The elevated interest rate environment of the past couple of years has forced unhealthy companies to look beyond raising new capital alone and catalyzed more “acrobatic” high-wire acts in what can be achieved. 

The ability to simply tack on more debt isn’t really there anymore. And how do you handle impending maturities? How can you capture discount in the existing trading prices and secure additional funding? 

As a result, liability management is popular in the market today, but it is really a repackaging of what we’ve seen for a long time, with some new strings to its bow. Jockeying around the capital structure, moving collateral, improving priority, pitting existing creditors against each other all seem to be the name of the game but, in many cases, this is just extending maturities and re-carving up the existing business. 

Irrespective of the liability management strategies a business follows, the question must be: Will this make the company any better? 

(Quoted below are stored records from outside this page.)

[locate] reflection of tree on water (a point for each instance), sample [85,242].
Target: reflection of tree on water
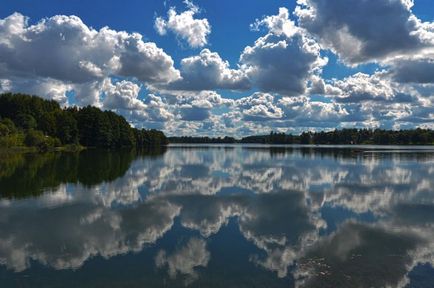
[205,192]
[24,175]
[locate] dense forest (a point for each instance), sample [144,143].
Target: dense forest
[35,122]
[344,136]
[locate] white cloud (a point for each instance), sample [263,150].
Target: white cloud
[208,71]
[184,25]
[284,59]
[64,49]
[259,107]
[365,31]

If you are also raising new capital, this will come at a higher cost than previous years. Baskets, collateral, and structural flexibility may have to be given up, removing options for the future, and the rate of interest for this raise will likely be elevated. 

Critically, somewhere in this activity there must be a plan to drive change in the business and fix the fundamentals. Is there a robust business plan that underpins the affordability and viability of any new deal? The focus must shift from simply getting a deal done to long-term outcomes – and whether it can be refinanced at maturity. 

Liability management could be beneficial, but that transaction and process should not only be used to solve a maturity or liquidity issue under this new lease of life. It can’t simply become another iteration of amend and extend or kicking the can down the road. 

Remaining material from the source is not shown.